Il toqua à la porte. Quand il entra dans le bureau, Lómion tenta d'avoir l'air digne, mais il rentra vite la tête dans les épaules quand il croisa le regard perçant de Chris. Cet homme était plein d'arrogance et de fierté. Il était intimidant et pourtant, avec ses cheveux grisonnants et son corps tout maigre, il semblait être un homme vieillissant tout à fait normal. Mais Chris n'était pas un simple homme. C'était le chef de l'organisation. Il dirigeait ce groupe qui tentait de sauver les pokemon de la folie, et les humains victimes de ses pokemon. Et pour cela, rien que pour cela, Lómion le respectait.

Le jeune homme s'asseyait, mal à l'aise, fixant le coin d'un cadre photo devant ses yeux.

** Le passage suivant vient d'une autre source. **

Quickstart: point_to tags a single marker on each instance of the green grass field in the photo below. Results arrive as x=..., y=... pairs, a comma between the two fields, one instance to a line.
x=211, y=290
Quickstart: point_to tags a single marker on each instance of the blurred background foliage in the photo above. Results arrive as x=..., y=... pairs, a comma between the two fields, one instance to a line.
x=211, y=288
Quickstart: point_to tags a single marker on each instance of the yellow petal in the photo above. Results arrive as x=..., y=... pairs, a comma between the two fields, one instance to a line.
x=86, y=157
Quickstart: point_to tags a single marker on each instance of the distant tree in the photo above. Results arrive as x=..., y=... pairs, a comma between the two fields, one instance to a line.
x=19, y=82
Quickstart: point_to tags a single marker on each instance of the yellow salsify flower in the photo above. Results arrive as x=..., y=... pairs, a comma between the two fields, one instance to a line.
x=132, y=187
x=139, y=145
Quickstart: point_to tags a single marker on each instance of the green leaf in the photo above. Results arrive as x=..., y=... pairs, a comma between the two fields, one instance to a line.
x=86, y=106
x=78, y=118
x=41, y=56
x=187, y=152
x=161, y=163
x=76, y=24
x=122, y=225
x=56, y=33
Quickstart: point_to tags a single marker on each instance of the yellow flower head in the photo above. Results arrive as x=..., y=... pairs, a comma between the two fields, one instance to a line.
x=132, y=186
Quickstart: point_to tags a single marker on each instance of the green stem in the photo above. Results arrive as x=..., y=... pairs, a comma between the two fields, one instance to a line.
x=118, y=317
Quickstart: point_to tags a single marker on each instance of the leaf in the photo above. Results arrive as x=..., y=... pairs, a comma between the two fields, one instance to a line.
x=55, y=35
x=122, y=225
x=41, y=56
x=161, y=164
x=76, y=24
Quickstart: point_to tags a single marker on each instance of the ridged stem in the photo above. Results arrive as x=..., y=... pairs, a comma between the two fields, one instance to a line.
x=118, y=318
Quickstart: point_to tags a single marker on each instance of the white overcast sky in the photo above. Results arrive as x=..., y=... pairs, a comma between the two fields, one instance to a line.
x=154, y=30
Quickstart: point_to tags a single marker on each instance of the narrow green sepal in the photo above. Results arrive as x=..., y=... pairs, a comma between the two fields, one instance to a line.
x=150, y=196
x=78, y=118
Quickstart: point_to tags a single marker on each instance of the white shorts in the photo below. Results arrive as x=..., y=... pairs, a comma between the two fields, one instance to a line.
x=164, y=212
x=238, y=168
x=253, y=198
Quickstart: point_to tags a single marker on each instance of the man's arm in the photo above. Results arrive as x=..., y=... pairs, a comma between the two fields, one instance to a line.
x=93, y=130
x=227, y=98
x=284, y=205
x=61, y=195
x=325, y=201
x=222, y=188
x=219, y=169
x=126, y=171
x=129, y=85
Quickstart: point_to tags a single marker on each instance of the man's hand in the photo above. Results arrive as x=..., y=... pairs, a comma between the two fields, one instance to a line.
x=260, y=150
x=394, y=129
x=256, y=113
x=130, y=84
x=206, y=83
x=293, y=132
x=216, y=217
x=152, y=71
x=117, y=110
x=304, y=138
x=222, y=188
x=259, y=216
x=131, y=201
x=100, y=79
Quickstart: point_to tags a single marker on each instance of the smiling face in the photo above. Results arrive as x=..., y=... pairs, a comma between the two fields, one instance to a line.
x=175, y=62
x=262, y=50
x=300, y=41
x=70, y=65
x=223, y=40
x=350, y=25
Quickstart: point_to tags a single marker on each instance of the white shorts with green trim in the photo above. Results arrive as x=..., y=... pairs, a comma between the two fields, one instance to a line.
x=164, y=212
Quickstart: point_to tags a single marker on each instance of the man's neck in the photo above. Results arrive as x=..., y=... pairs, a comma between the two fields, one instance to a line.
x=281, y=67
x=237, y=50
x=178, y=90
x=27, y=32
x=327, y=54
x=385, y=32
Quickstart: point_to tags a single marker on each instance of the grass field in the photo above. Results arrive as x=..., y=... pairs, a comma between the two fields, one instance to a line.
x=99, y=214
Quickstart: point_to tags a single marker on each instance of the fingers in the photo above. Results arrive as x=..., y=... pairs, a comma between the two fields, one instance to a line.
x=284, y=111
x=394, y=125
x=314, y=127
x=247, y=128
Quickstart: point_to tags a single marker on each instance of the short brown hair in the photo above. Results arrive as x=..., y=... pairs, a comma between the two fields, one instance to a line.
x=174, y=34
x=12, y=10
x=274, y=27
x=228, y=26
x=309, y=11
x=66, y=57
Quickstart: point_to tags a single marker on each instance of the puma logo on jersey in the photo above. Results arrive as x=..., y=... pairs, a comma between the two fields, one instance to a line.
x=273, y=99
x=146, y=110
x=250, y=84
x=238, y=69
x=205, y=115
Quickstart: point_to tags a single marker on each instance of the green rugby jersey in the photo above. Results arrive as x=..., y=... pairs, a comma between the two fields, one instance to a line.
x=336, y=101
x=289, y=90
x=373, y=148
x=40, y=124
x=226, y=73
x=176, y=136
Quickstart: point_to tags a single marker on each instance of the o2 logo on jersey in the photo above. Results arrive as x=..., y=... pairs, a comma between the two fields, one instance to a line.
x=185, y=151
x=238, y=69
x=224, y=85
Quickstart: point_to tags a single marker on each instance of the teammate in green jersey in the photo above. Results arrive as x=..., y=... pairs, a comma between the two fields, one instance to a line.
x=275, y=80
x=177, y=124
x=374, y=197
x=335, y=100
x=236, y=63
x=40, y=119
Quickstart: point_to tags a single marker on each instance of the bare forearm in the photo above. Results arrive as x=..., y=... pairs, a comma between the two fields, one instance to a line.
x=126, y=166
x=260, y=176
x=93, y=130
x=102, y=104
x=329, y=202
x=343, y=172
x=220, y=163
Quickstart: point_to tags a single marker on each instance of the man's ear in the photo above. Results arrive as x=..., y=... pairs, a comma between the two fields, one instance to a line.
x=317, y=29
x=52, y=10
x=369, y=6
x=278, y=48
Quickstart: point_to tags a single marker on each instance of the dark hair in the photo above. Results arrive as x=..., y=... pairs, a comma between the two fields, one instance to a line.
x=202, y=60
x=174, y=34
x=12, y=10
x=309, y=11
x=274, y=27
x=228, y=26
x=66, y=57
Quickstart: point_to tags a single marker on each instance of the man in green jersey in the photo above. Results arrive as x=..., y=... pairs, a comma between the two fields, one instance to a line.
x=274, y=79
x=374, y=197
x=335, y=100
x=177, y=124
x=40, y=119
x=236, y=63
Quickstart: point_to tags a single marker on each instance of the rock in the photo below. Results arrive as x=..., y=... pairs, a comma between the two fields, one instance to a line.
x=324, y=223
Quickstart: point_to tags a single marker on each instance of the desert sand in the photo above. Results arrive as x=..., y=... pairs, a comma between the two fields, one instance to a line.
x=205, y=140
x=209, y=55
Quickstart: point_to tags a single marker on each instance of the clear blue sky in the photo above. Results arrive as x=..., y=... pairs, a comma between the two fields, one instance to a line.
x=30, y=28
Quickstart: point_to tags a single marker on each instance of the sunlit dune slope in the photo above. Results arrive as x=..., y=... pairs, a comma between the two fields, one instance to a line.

-J'ai soigneusement suivit tes évaluations, dit Chris. Je dois dire que je suis surpris que tu t'en sois aussi bien sorti. Vraiment, en te voyant pour la première fois, je pensais que Chuck aurait ta peau. Mais tu es passé au travers de tous les filets. Jusqu'à Red.

Lómion pinça les lèvres. Oui. Jusqu'à Red.
-Il m'a conté votre combat. Tout comme Blue. Tu les as étonnés. Tout comme tu as étonné Erika, Koga et Ondine.
-Mais j'ai perdu contre Red, répliqua Lómion un peu acide. Alors pourquoi n'allez-vous pas droit au but ? Pourquoi ne me dites-vous pas que c'est fini, que je vais devoir partir, mais qu'avant, il vous faudra me faire tout oublier ?

Chris le dévisagea.
-Cette défaite t'est vraiment restée en travers de la gorge, n'est-ce pas ?

Le jeune homme acquiesça.
-Le combat était inégal, et vous le savez. Maintenant, faites-ce que vous avez à faire.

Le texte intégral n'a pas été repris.